[neutron][nova][placement] bug 1926693: What would be the reasonable solution ?

Takashi Kajinami tkajinam at redhat.com
Tue Jun 15 00:17:57 UTC 2021


Thank you all for your additional thoughts.

Because I've not received very strong objections about existing two
patches[1][2],
I updated these patches to resolve conflicts between these patches.
  [1] https://review.opendev.org/c/openstack/neutron/+/763563
  [2] https://review.opendev.org/c/openstack/neutron/+/788893

I made the patch to add default hypervisor name as base one because it
doesn't
change behavior and would be "safe" for backports. So far we have received
positive
feedback about fixing compatibility with libvirt (in master) but I'll
create a backport
of that change as well to ask some feedback about its profit and risk for
backport.

I think strategy is now clear with this feedback but please feel free to
put your
thoughts in this thread or the above patches.

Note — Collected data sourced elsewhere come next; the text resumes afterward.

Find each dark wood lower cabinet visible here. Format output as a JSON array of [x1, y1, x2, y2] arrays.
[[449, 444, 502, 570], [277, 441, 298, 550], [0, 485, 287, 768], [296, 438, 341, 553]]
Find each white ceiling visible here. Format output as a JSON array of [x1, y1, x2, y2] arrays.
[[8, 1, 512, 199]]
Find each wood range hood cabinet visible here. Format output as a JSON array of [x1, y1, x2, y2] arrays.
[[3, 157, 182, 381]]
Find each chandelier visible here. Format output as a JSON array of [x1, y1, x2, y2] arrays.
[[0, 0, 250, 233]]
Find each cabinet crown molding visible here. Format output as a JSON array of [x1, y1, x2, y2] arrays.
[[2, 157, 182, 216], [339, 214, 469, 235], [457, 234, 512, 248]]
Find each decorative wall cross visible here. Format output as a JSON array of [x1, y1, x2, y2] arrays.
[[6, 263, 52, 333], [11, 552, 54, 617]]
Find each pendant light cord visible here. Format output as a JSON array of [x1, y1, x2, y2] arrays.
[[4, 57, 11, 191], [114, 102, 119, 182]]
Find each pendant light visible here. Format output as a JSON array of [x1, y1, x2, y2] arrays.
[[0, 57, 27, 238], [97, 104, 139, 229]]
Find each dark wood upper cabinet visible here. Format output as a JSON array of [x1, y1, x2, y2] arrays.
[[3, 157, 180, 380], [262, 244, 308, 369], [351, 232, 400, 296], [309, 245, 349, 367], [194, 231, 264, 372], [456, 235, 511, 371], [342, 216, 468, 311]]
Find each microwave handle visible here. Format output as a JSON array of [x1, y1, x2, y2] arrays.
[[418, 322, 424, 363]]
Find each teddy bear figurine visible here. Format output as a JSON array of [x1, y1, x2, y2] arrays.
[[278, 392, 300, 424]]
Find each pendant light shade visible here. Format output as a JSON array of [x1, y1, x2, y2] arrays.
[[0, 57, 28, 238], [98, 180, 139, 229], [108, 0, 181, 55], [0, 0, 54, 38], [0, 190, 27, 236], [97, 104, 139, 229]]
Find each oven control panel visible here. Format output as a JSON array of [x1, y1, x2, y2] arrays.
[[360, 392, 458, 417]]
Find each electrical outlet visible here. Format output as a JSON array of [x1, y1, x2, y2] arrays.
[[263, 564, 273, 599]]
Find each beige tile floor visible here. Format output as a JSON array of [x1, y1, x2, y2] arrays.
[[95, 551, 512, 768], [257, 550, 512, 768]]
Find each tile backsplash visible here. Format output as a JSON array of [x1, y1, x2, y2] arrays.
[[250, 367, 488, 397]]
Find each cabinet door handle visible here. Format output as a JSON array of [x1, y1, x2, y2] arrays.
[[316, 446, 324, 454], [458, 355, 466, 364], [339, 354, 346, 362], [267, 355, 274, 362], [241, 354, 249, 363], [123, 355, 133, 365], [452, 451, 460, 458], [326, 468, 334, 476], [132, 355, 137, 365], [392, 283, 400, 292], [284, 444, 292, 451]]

> if we want to "fix" this in neutron then neutron should either try
> looking up the RP using the host name and then fall back to using the
> fqdn or we should look at using the hypervior api as we discussed a few
> years ago when this last came up
>
http://lists.openstack.org/pipermail/openstack-discuss/2019-November/011044.html
<http://lists.openstack.org/pipermail/openstack-discuss/2019-November/011044.html>

I feel like this discussion would be a good chance to revisit the
requirement of basic client
implementation for placement. (or abstraction layer like castellan)
Currently each components like nova, neutron, and cyborg(?) have their own
placement
client implementation (and logic to query resource providers) but IMO it is
more efficient
if we can maintain the common client implementation instead.

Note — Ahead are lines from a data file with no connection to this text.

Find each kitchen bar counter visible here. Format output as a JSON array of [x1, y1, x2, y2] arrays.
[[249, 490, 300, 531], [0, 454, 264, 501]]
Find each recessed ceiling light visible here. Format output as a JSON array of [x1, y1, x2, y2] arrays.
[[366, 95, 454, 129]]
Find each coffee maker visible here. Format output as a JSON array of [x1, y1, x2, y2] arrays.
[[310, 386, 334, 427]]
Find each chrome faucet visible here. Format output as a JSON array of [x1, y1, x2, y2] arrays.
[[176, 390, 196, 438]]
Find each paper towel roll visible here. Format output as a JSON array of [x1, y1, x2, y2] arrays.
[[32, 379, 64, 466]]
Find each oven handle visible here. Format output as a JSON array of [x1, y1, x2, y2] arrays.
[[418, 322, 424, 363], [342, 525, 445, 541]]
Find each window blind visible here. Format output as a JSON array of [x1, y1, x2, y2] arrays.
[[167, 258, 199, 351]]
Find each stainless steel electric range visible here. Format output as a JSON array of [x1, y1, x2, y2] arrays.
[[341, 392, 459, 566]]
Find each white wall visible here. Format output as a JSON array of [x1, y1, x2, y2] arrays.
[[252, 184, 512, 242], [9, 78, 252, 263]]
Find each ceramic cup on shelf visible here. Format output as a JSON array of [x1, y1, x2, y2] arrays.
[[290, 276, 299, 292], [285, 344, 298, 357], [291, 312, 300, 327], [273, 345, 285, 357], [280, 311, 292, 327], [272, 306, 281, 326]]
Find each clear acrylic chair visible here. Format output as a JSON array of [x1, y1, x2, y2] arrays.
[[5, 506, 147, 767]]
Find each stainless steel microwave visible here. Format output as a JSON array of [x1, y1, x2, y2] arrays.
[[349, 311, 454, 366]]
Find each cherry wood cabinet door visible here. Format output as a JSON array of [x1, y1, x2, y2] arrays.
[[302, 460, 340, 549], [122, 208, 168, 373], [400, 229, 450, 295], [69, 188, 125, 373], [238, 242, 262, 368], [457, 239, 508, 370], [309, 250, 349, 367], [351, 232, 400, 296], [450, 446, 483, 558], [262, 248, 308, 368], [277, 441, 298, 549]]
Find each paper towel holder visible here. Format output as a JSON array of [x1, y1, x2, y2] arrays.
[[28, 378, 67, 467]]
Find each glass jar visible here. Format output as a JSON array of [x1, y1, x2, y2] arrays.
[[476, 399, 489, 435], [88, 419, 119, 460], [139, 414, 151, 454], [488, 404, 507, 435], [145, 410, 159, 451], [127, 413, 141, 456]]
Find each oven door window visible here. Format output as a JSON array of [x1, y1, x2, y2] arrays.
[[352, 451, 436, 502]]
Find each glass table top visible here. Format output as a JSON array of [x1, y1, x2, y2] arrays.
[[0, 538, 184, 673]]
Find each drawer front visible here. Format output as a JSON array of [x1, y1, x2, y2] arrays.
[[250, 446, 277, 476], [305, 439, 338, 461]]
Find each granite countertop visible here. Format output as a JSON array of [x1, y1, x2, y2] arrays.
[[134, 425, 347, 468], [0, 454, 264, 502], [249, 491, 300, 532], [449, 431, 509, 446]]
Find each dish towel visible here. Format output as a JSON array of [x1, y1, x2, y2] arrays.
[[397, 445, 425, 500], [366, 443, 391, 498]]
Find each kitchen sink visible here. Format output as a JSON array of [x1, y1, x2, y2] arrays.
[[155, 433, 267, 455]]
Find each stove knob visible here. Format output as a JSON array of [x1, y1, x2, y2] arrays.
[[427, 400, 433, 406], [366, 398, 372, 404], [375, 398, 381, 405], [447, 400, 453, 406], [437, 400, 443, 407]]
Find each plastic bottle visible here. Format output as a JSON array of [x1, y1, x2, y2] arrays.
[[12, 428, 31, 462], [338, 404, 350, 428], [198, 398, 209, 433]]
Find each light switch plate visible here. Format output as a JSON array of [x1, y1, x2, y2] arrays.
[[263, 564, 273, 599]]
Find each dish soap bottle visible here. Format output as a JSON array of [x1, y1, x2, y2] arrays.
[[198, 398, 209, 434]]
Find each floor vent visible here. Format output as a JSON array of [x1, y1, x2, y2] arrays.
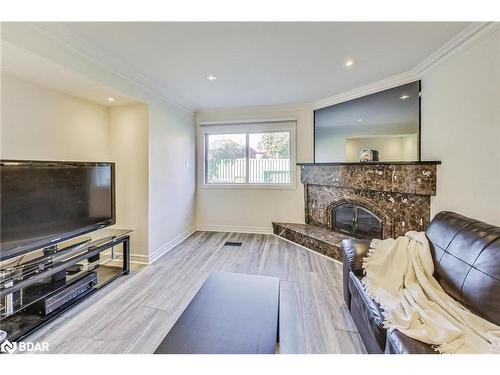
[[224, 241, 243, 247]]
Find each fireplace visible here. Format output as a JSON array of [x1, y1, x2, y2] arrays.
[[273, 162, 439, 261], [332, 203, 383, 239]]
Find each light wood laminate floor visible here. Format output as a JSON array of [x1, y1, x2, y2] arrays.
[[26, 231, 366, 354]]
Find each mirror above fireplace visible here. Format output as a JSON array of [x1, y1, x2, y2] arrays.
[[314, 81, 421, 163]]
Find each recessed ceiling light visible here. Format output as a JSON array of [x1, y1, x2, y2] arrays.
[[400, 95, 410, 100], [344, 60, 355, 67], [206, 75, 217, 81], [357, 118, 363, 123], [107, 97, 115, 102]]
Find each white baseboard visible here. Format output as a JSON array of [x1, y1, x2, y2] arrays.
[[129, 253, 150, 265], [105, 253, 149, 266], [195, 224, 273, 235], [148, 226, 197, 264]]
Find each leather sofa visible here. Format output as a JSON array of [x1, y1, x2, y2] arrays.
[[342, 211, 500, 354]]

> for many deployment that do not set the fqdn as the canonical host name
> in /etc/host the current default behavior works out of the box
> whatever solution we take we need to ensure that no existing deployment
> is affected by the change which means we cannot default to only using
> the fqdn or similar as that would be an upgrade breakage so we have
> to maintain the current behavior by default and enhance neutron to
> either fall back to the fqdn if the hostname based lookup fails or use
> the new config intoduc ed by takashi's patch where the fqdn is used as
> the server canonical hostname.
Thank you for pointing this out. To be clear, the behavior change I
proposed[2] doesn't
break any deployment with libvirt but would break deployments with
non-libvirt drivers.
This point should be considered when reviewing that change. So far most of
the feedback
I received is that it is preferred to fix compatibility with libvirt as
it's the "default" option
but please share your thoughts on the patch.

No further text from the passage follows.